За окном Джуди продолжал захлебываться лаем. Я вспомнил, что он, не переставая, выл всю ночь. Началось это ленивым, беспорядочным лаем, который в какой-то момент перешел в завывание и потом уже все время так и заканчивался – протяжным, леденящим душу воем. Послушать со стороны, так словно бы кто-то умудрялся ловить на лету собачий лай и вытягивать из него вой, как пряха вытягивает из шерсти нить. Вначале нить воя тут же обрывалась, словно тот, кто сучил ее, все никак не мог приспособиться к своей работе, потом отрезки ее стали удлиняться, и тогда нить становилась то тонкой, как паутина, то толстой, как бечева: вой переходил с более низкой ноты на более высокую, и опять – с более высокой на более низкую. «Ну и колыбельную затеял этот псина!» – возмущенно сказал отец, поднимаясь с постели. Я поспешил вслед за ним в сад, но когда увидел Джуди, мне показалось, что он здесь ни при чем. Вой и собака словно бы не имели между собой ничего общего, вой был сам по себе, как и собака была сама по себе, разве что она меньше нашего дивилась тому, откуда берется воющий звук. Но тут отец поднял с земли прут и со свистом опустил его на спину собаке. Вой сразу же смолк, а Джуди, громыхая цепью, скрылся в будке. Отец назвал его мерзавцем и пригрозил задать еще не такую трепку, если он сию же минуту не замолчит. Но только мы ушли, как наступившую тишину вновь прорезал леденящий вой. «Это к несчастью», – сказал тогда отец…

– Что случилось? – В моем голосе все еще звучала дрожь. Из-за дверей спальни доносились голоса родителей. Мне показалось, что разговор идет о чьей-то смерти. – Кто-нибудь умер? – выкрикнул я.
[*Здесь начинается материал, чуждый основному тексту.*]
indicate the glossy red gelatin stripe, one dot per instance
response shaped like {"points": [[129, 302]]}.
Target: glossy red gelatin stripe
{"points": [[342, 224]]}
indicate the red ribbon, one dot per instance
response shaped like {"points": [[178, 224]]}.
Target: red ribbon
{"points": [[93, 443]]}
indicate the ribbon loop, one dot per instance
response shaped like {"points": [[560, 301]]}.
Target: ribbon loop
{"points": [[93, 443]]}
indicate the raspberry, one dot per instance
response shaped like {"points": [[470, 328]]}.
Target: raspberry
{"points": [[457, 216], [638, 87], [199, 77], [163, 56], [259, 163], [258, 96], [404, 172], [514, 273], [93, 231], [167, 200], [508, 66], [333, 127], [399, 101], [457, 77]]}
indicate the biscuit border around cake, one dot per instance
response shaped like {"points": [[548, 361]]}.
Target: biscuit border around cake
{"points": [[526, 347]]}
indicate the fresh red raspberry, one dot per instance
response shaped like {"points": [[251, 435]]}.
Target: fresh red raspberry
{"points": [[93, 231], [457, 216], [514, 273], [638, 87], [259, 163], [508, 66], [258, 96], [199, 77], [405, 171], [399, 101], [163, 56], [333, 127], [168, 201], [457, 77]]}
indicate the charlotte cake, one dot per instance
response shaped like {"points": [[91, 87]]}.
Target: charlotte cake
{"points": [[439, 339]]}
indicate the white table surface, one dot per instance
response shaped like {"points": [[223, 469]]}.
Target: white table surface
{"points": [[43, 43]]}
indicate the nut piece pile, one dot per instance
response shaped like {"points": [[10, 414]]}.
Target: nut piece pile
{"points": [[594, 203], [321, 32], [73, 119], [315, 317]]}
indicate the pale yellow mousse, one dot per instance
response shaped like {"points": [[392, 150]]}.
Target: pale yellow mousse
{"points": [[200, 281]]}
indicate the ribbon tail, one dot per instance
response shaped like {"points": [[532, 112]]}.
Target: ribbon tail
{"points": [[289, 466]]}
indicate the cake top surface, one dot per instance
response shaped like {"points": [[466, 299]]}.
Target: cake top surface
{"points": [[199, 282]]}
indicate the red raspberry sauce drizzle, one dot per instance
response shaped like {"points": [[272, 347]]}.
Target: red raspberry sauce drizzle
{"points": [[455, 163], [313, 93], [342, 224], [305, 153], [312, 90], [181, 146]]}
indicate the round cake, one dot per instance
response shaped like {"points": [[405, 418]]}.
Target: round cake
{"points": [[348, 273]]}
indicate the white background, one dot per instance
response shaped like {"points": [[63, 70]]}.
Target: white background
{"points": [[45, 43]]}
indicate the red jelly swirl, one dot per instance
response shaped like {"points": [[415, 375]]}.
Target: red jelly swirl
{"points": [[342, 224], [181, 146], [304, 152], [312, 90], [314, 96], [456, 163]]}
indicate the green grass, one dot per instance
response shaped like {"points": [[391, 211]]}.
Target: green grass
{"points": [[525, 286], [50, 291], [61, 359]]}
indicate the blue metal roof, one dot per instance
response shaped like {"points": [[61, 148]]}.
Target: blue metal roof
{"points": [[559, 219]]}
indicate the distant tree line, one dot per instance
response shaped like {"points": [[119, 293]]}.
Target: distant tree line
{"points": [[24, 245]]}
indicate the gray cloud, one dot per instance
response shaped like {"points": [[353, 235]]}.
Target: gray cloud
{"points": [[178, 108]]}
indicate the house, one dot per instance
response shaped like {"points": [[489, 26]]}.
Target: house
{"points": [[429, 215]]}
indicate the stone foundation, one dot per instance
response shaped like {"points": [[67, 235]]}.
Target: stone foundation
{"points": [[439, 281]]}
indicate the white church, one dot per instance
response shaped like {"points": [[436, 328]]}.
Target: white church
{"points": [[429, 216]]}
Сидя на кровати, полураздетый, я чувствовал, как мной овладевает страх.

Едва вошла мама, я сразу же заметил в ней перемену. Выражение лица ее теперь было скорбным, движения – неторопливыми, даже медлительными. Она остановилась у окна и, неподвижным взглядом уставившись на улицу, сказала, почти прошептала:

– Старушка Гоша скончалась.

– Гоша? – переспросил я.

Мать перешла от окна к туалетному столику и, опустившись на колени, стала собирать осколки разбитого флакона. Потом поднялась, держа их на ладони.

– Дай бог, конечно, каждому столько прожить, – сказала мама, – и все же мне ее жаль.

– Я вчера еще говорил, – сказал отец, появляясь в дверях спальни, – не напрасно воет собака.

Они говорили что-то еще, но голоса внезапно отдалились, и смысл перестал доходить до меня. Рой бессвязных мыслей закружился у меня в голове, и хотя смерть прошла стороной, не коснувшись никого из близких, я так явственно ощутил ее холодное дыхание, что впервые на своей памяти почувствовал себя смертным. И не только я, но и все, что до сих пор окружало меня в жизни, – люди, земля, деревья, да и сама жизнь, – все это вдруг представилось мне обреченным на умирание. Но разве не лишено тогда смысла мое существование, спросил я себя, и эта мысль постучалась ко мне с той бесцеремонной настойчивостью, с какой утром меня разбудил стук в окно. Когда же мама, желая привлечь мое внимание, дотронулась до моего плеча, я вздрогнул, точно ужаленный, и все никак не мог понять, чего от меня хотят, пока она несколько раз не повторила, чтобы я в их отсутствие никуда не отлучался. Соскочив с кровати, я видел, как отец и мать переходили улицу, направляясь к дому старушки Гоша.

В доме точно все вымерло, и в гнетущей тишине пустых комнат я особенно остро ощутил свое одиночество. Я распахнул окно. Свежий утренний воздух ворвался в комнату, выветривая запах одеколона. На безлюдной улице тускло горели фонари, давно уже ничего не освещая. А вдали, там, где кончались городские строения, густой темной массой круглились поросшие лесом холмы. Выше них острая линия гор прочерчивала небо. Стоя босиком на прохладном полу, я вглядывался в дом старухи Гоша, и смерть придала в моих глазах предметам четкость и чистоту линий, как после дождя. Не напрягая зрения, я видел то, чего не замечал раньше: причудливо изогнутый ствол каштанового дерева у самого дома, под ним старую полуразвалившуюся скамью, а возле нее – распахнутую настежь калитку и там, в глубине двора, деревянный забор, огораживающий крошечный палисадник, где под тяжестью багровых и словно бы неживых цветов понуро клонились к земле кусты георгинов, и над ними – позабытую кем-то, трепещущую на ветру белую тряпку, точно вывешенный в знак капитуляции флаг… Все было исполнено глубокого, хотя и не совсем ясного для меня смысла, все было одинаково важно, от поредевшей зелени каштана до искривленных досок забора. Все казалось новым, неназванным, как в дни раннего детства, когда я еще не знал, что цветок – это цветок, дом – это дом, а ствол дерева – это ствол дерева.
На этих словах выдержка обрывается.